Il est construit par l’ordre gouvernant qui a fini par convaincre des millions de personnes que le statu quo était la meilleure solution pour sa propre sécurité. Premier facteur : Une affaire de génération Aujourd’hui, la majorité de la population camerounaise est jeune. Elle n’a connu qu’un seul président. Pour elle, la fonction présidentielle se confond avec un homme : Paul Biya. Elle ne connait pas ce qu’on appelle une alternance, une passation de pouvoir. Pour elle, parler du départ du président de la République, c’est comme souhaiter que la foudre s’abatte sur le Cameroun.
Les quelques rares jeunes qui osent se démarquer sont immédiatement taxés d’opposants. Normal. Au sein du parti au pouvoir, c’est presque suicidaire d’envisager un autre président national du parti, candidat statutaire a toutes les élections présidentielles. Là-bas, pour la plupart, les jeunes sont surtout utiles pour porter les tee-shirts à l’effigie du président national et acclamer les cadres lors des grandes manifestations politiques ou des fêtes populaires. Plus largement, dans le subconscient de la plupart des jeunes camerounais, il n’est pas rare d’entendre : « le Cameroun de Paul Biya », « le pouvoir de Paul Biya », « la place de Paul Biya », « le fauteuil de Paul Biya ». Il n’est pas rare de voir un passager voyageant de Yaoundé, la capitale politique, pour Douala se faire dire : « tu viens de chez Paul Biya à Yaoundé ? ». Ces petites phrases ne sont pas à négliger.
Elles démontrent l’idée que, involontairement et dans l’esprit de plusieurs Camerounais, la fonction présidentielle est incrustée en la personne de Paul Biya.
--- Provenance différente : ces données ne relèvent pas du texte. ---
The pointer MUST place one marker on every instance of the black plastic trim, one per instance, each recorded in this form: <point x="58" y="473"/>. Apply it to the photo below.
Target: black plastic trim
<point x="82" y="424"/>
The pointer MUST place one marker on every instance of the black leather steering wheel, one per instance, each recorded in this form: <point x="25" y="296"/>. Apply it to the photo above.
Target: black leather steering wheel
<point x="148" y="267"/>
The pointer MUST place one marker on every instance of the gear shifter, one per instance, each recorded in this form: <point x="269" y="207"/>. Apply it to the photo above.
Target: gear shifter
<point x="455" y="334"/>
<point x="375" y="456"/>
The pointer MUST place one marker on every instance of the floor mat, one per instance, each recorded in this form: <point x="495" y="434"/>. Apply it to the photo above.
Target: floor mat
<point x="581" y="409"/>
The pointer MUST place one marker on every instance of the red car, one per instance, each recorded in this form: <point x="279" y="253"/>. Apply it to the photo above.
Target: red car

Les plus âgés ont l’habitude d’évoquer « l’époque d’Ahidjo ». Ahidjo, c’est le premier président du Cameroun. Parfois nostalgiques, parfois pour les simples besoin de comparaison, ils se rappellent qu’avant Paul Biya, il y a eu un président qui avait son style, ses méthodes et un bilan à lui. Mais il ne faut pas croire qu’ils ont plus de prédisposition à parler des questions d’alternance que leurs cadets. Pour les deux raisons suivantes. Non seulement le départ du pouvoir d’Ahmadou Ahidjo fut une totale surprise et beaucoup de personnes pensent qu’il a tenté de revenir. Mais en plus, avoir connu 2 présidents en plus de 60 ans n’est pas suffisant pour construire dans les esprits, l’idée que l’alternance est une routine politique banale.
On est loin de l’Américain de la même génération qui a vu passer Carter, Reagan, Bush père, Clinton, Bush fils et pour qui, le départ de Barack Obama dans deux ans, rentre dans le cadre d’une simple routine. On est loin du Suisse de la même génération qui aura sans doute besoin d’un livre d’histoire pour dresser la liste des présidents confédéraux qui se sont succédés a la tête de la Suisse. Que ce soit pour le Camerounais des générations Ahidjo et Biya ou de la « génération Biya », un changement au sommet de l’Etat est un évènement si imprévisible et redoutable qu’il préféré s’en méfier. Deuxième facteur : Un peuple désabusé et victime de chantage Ce n’est pas tout. Les tenants du pouvoir ont travaillé à formater les esprits.
Comprenant bien le traumatisme historique causé par la guerre d’indépendance ayant causé la mort des milliers des Camerounais, il a insidieusement distillé la peur et la menace de la guerre. A commencer le président de la République lui-même. Exemple, le 16 septembre 2011. Quand il clôture le congrès de son parti, en prélude a l’élection présidentielle qui se profile ; il sait que le contexte international (marque par les printemps arabes) ne lui est pas favorable. Dans plusieurs pays arabes, les jeunes sont sortis dans les rues pour protester contre les pouvoirs éternels et les injustices sociales. Alors, Paul Biya brandit à ses compatriotes la menace du chaos. « En effet, est-il possible d’hésiter ? La paix ou l’aventure ? La stabilité ou l’incertitude ?
L’ordre ou le chaos ? Est-il envisageable de prendre le risque de remettre en question nos acquis, nos progrès et nos projets d’avenir ? » assène-t-il dans son discours. Effectivement, distiller la menace du chaos est une stratégie menée par Paul Biya et ses lieutenants, le présentant comme l’homme politique unique et indispensable pour maintenir le Cameroun en paix. Aujourd’hui directeur de publication du quotidien « Le Jour », Haman Mana résumait parfaitement cette logique dans une interview parue en 2004 dans le « Courrier International ». « Le pouvoir en place fait un chantage à la paix en rappelant sans cesse qu’avec lui le peuple camerounais n’a été qu’un spectateur des luttes fratricides qui déchirent l’Afrique.
Alors que, sans lui, nul ne sait ce qui pourrait arriver. C’est la pierre angulaire du système. Il est vrai que l’argument est objectivement juste, mais son utilisation est pernicieuse. C’est une logique de conservation du pouvoir qui utilise les ressorts ethniques, le torpillage, la diabolisation ethnique et une espèce de saupoudrage des responsabilités étatiques » expliquait Haman Mana. « La paix », « la préservation de la paix », « Paul Biya, l’Homme de la paix ». Ce matraquage a été si violent et intensif que beaucoup de Camerounais ont fini par avoir peur de l’après-Biya.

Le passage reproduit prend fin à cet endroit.